As McGregor knows, Ireland also suffered from racism and colonial exploitation. In the middle of XIX century, Irish workers were less paid than their English peers and mistreated by them – who felt threatened by the mass Irish immigration to England and its consequences: the growing competition for jobs and the decline of the wages. The mainstream narrative of the situation advocated that the foreign was the dangerous enemy that would destabilise the Queen’s land. No mention was made to the fact that the Irish were left without any options to live in their own land by the same English elite that was profiting from the misery of their own people. As it is known, capitalism knows no borders or races.
The Irish have never been in a coloniser’s position but it is necessary to point out that racism and xenophobia also exist in Ireland. We cannot reduce the problem to mere matter of subjectivity – “sometimes – some – people like to be nasty”. This morning an Irish man, apparently surprised that I was able to reply to his greeting in English asked in disbelief if I could speak his language. My answering him back provoked him to justify himself that he was only joking and that he did not mean to be offensive. On another occasion, a friend of mine had her face beaten up by an old man because she was walking on the sidewalk with her bike and “people in this country don’t do it’’. When I just had arrived in Dublin, the Brazilians I met advised me to be aware of eggs being thrown by children through the windows. There are lots of cases of abuse at work related by the Brazilian community and the latina and black woman are seen as an easy target of harassment.
In other words, you don’t need to have a swastika tattooed on your chest or a KKK white robe to be an official racist. You can be racist even if you have a black friend or have dated a latina woman – it can also be identified as cultural fetishisation or misogyny by the way.

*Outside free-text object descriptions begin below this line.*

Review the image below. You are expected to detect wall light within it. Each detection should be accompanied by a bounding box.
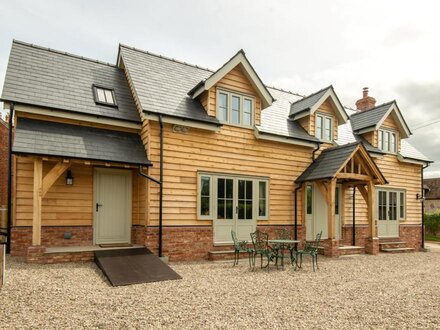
[66,170,74,185]
[416,193,425,202]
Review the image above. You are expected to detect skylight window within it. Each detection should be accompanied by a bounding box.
[93,85,117,107]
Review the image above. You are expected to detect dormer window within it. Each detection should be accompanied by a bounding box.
[315,113,333,142]
[93,85,117,107]
[378,129,397,153]
[217,90,253,127]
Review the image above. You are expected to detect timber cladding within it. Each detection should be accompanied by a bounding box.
[145,121,312,227]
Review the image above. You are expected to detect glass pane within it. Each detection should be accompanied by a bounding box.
[384,132,390,152]
[219,93,228,121]
[389,192,397,220]
[238,180,245,199]
[246,181,252,199]
[259,199,266,217]
[226,199,233,219]
[232,96,240,124]
[306,185,313,214]
[96,88,106,103]
[231,109,239,124]
[245,201,253,220]
[218,179,225,198]
[259,182,266,199]
[104,90,114,104]
[217,200,225,219]
[244,99,252,112]
[238,200,245,219]
[201,176,210,196]
[243,112,251,126]
[335,187,339,215]
[378,130,383,150]
[325,117,331,140]
[201,197,210,216]
[378,191,387,220]
[316,116,322,139]
[226,179,233,198]
[391,133,396,152]
[400,192,405,218]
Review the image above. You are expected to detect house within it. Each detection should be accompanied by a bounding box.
[0,40,432,263]
[424,178,440,213]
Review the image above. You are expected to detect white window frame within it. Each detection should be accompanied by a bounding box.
[315,113,333,142]
[378,129,397,154]
[376,188,406,221]
[216,89,254,128]
[197,172,269,220]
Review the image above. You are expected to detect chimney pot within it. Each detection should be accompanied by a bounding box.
[362,87,369,98]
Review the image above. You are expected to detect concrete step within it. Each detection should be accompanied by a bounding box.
[209,250,238,261]
[379,241,410,251]
[379,241,407,246]
[381,247,415,253]
[338,246,365,255]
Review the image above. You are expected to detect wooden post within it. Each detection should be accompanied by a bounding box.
[367,180,376,237]
[32,158,43,246]
[328,179,336,240]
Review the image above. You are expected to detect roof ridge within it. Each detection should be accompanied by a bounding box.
[119,43,215,73]
[350,100,395,117]
[266,85,305,97]
[322,141,360,153]
[12,39,118,68]
[290,85,333,105]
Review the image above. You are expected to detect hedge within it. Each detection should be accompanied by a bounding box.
[425,212,440,236]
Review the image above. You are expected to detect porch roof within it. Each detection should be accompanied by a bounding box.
[12,118,151,166]
[295,142,387,184]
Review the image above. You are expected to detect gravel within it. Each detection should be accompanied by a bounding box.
[1,251,440,329]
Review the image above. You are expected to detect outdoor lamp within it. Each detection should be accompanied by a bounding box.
[416,193,425,201]
[66,170,74,185]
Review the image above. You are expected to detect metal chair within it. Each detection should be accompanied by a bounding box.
[274,228,296,266]
[250,230,278,271]
[231,230,253,267]
[295,231,322,272]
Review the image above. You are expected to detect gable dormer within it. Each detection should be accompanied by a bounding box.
[289,86,348,144]
[351,88,411,154]
[189,50,274,128]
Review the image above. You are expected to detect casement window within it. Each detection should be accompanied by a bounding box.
[315,114,333,142]
[377,189,406,221]
[378,129,397,153]
[197,173,269,220]
[93,85,117,107]
[217,90,254,127]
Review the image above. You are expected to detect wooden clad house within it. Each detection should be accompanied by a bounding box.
[0,40,432,263]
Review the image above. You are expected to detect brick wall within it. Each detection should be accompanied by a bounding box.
[400,224,423,251]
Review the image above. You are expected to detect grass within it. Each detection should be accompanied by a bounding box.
[426,234,440,242]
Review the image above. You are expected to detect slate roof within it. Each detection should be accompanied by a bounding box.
[289,86,331,117]
[1,40,140,122]
[257,87,320,143]
[296,143,359,183]
[13,118,150,165]
[350,102,394,131]
[119,45,220,125]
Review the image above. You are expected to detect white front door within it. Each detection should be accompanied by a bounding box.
[94,168,132,244]
[213,177,257,243]
[378,190,399,238]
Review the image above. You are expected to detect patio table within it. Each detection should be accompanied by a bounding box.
[268,239,300,269]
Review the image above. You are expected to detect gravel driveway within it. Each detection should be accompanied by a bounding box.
[1,251,440,329]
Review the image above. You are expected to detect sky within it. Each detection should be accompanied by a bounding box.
[0,0,439,176]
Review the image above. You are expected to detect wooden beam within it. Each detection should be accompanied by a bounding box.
[356,184,369,203]
[316,181,329,206]
[340,185,347,228]
[42,162,72,197]
[328,178,336,240]
[32,158,43,246]
[367,181,376,237]
[336,173,372,181]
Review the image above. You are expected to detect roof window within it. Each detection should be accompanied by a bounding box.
[93,85,117,107]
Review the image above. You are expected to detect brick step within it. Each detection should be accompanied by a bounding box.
[338,246,365,255]
[381,247,415,253]
[379,241,409,251]
[209,250,238,261]
[379,241,407,246]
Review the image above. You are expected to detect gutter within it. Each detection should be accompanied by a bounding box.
[7,103,14,254]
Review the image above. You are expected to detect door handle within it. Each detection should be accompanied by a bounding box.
[96,203,103,212]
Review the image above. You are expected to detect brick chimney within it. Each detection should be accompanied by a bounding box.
[355,87,376,111]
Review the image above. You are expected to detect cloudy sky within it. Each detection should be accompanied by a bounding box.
[1,0,439,176]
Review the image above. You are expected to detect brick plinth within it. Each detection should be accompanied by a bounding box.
[365,237,380,255]
[321,239,340,257]
[400,225,423,251]
[341,225,369,246]
[26,245,93,264]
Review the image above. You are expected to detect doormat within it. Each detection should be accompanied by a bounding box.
[99,243,133,248]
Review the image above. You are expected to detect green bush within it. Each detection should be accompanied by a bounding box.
[425,212,440,236]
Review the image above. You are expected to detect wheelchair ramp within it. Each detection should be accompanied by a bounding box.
[94,247,181,286]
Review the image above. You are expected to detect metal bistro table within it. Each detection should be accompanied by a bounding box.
[268,239,300,269]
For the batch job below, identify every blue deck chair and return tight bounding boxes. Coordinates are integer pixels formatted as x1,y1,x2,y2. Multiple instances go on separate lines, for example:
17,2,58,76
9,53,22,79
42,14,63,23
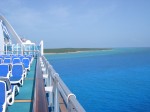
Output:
19,55,25,62
0,58,3,64
0,64,11,78
4,55,11,58
26,55,33,64
22,58,30,71
0,77,19,106
12,58,27,77
0,81,7,112
4,58,11,64
0,56,3,60
10,64,25,86
12,56,18,62
12,58,21,64
18,54,22,57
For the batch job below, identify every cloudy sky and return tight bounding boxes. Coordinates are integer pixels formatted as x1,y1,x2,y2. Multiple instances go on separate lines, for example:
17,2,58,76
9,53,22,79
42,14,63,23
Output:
0,0,150,48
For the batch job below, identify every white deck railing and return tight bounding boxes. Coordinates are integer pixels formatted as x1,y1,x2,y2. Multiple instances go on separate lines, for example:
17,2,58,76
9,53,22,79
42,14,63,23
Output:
40,56,86,112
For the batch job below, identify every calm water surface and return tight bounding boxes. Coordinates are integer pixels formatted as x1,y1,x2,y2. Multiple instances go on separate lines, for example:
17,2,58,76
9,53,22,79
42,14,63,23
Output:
45,48,150,112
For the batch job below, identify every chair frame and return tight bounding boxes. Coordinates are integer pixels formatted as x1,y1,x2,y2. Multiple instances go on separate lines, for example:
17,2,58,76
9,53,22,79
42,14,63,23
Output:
0,80,7,112
10,64,25,86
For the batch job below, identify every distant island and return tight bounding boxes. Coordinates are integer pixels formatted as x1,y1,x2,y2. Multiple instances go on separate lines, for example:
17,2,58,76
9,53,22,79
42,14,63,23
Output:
44,48,112,53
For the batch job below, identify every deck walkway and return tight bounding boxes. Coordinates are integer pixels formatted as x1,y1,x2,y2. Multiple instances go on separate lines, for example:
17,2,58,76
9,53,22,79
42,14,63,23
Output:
8,59,36,112
7,58,68,112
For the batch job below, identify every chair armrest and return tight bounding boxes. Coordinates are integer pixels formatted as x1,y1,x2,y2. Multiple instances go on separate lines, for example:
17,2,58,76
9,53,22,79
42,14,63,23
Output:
7,94,14,105
7,71,12,77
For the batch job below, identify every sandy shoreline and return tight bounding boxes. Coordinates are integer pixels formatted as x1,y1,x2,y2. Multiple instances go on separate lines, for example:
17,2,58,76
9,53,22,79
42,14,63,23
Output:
44,51,83,55
44,49,112,55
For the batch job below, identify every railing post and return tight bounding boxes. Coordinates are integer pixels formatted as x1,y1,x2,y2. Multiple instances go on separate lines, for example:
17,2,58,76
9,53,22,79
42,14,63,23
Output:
34,45,35,56
6,44,7,55
40,40,44,56
54,79,59,112
49,70,53,108
17,43,18,55
21,44,23,55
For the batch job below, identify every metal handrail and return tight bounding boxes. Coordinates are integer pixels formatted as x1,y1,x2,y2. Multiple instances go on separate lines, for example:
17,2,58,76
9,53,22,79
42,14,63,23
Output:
41,55,86,112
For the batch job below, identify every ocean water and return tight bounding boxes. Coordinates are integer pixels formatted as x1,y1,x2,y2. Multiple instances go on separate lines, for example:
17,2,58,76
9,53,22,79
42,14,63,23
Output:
45,48,150,112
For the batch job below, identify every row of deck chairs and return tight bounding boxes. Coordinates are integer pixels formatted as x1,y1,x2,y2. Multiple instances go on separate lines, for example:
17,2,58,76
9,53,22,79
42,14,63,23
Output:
0,55,33,64
0,55,33,112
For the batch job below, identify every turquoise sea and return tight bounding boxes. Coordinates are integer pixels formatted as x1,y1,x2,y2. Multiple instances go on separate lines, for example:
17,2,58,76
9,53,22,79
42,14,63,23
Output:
45,48,150,112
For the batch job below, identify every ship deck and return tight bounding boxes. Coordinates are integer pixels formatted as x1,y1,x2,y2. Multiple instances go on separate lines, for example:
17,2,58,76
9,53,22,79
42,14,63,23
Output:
8,59,36,112
7,59,67,112
0,15,85,112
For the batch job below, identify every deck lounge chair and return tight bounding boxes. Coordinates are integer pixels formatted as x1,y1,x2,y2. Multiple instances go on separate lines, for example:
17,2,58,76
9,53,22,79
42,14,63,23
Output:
0,58,3,64
0,81,7,112
22,58,30,71
0,55,3,59
10,64,25,86
19,55,25,62
0,64,11,78
12,58,21,64
0,77,19,106
4,58,11,64
4,55,11,58
12,56,18,62
26,55,33,64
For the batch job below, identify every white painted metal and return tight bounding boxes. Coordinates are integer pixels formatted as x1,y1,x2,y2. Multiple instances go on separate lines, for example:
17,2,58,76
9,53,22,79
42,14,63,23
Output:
5,44,7,54
41,56,86,112
0,15,22,44
54,81,59,112
39,40,44,56
0,20,4,54
45,86,53,93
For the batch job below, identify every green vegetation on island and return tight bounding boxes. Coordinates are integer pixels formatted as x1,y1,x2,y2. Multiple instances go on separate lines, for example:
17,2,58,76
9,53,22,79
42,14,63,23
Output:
44,48,112,53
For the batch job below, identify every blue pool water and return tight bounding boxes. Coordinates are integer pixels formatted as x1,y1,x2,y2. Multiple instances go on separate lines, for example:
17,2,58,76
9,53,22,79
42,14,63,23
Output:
45,48,150,112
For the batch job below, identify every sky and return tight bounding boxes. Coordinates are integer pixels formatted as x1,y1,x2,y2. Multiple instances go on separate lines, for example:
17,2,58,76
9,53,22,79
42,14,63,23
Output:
0,0,150,48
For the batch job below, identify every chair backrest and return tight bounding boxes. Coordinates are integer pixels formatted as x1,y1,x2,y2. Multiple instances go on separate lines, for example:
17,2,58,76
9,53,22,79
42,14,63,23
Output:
0,58,3,64
12,56,18,61
0,64,10,78
5,55,11,58
0,106,2,112
12,58,21,64
0,77,11,92
26,55,32,62
12,64,23,77
4,58,11,64
0,81,6,106
22,58,30,68
0,56,3,60
18,54,22,57
19,56,25,62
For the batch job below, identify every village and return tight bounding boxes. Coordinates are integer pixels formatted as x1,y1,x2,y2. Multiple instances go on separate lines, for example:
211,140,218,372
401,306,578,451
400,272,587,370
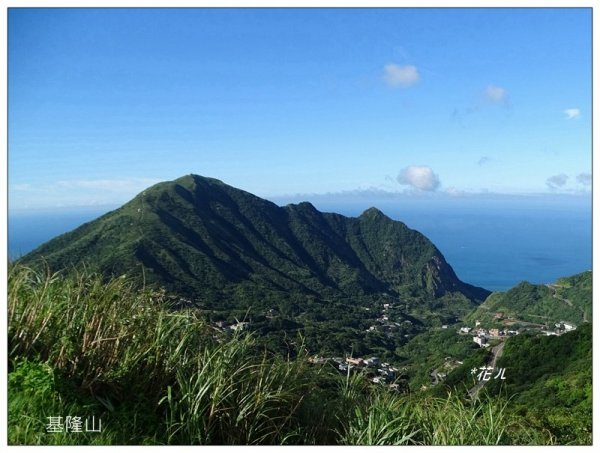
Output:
307,354,403,390
305,301,418,390
363,302,417,339
208,304,579,392
455,312,577,349
206,302,410,390
424,314,579,389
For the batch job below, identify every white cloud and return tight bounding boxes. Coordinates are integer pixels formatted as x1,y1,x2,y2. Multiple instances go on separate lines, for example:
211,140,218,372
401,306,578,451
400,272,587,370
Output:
383,64,419,88
484,85,508,104
397,166,440,191
564,108,581,120
576,173,591,186
546,173,569,189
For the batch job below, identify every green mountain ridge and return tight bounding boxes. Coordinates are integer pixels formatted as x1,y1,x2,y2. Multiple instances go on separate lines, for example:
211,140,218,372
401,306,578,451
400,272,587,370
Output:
466,271,592,326
21,174,490,309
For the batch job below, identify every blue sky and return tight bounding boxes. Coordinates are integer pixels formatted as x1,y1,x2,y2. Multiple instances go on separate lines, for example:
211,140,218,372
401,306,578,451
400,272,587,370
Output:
8,8,592,210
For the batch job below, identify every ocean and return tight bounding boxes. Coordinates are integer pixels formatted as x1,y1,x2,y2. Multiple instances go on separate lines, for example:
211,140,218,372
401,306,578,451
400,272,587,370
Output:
8,197,592,292
8,206,117,261
312,196,592,292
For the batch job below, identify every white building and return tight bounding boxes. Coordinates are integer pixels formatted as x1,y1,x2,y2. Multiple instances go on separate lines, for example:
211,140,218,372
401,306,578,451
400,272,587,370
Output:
229,322,249,331
365,357,381,367
473,336,487,347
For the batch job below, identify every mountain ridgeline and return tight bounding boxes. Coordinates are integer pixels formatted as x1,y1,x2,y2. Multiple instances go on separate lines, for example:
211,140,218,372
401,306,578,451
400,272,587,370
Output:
21,175,490,309
467,271,592,325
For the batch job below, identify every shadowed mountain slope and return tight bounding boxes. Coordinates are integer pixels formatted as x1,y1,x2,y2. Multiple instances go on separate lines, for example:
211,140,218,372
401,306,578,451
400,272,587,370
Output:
21,174,490,307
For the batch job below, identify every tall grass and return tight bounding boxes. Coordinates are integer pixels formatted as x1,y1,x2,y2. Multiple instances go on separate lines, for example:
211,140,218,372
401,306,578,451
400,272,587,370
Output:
164,335,324,444
8,264,211,399
339,390,553,446
338,391,419,445
7,265,335,444
7,265,555,445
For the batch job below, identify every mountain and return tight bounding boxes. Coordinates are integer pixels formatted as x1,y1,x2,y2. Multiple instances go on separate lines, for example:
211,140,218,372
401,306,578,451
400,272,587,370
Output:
20,174,490,309
466,271,591,326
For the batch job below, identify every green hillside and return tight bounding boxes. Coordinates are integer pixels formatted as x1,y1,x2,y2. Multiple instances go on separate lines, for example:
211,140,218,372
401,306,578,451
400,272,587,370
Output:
20,175,490,345
433,324,592,444
22,174,489,307
427,270,593,445
467,271,591,326
488,324,591,408
8,266,570,445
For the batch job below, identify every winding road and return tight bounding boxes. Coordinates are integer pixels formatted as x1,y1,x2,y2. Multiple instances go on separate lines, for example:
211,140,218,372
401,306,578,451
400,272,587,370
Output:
467,341,505,399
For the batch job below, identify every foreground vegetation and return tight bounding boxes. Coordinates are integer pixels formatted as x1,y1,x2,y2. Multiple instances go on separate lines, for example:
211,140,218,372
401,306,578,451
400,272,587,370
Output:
8,266,587,445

To conclude, racism is still used as a way to dehumanise groups of individuals to dominate, exploit and to control then. As in a MMA match, our society is fed with the manicheist idea which divides us into the so called good and the bad/ we and them/ the heroes and the enemies. The media – as a spokesperson for the ruling class – and the entertainment industry are here to keep the fear alive, to make us feel powerless, lost and divided. It can be seen here in Ireland in the Brexit fear fed by the media to keep the working class aware that things could get worse because of external reasons or by popular icons as Conor McGregor who say what people supposedly want to say in a context of an increasing immigration and the rise of costs of living. More than just an opinion or a pre-match provocation, his words have a real impact on the way we see each other and it can make our daily fight for life as immigrants in a new country more difficult. Such bigotry needs to be defeated.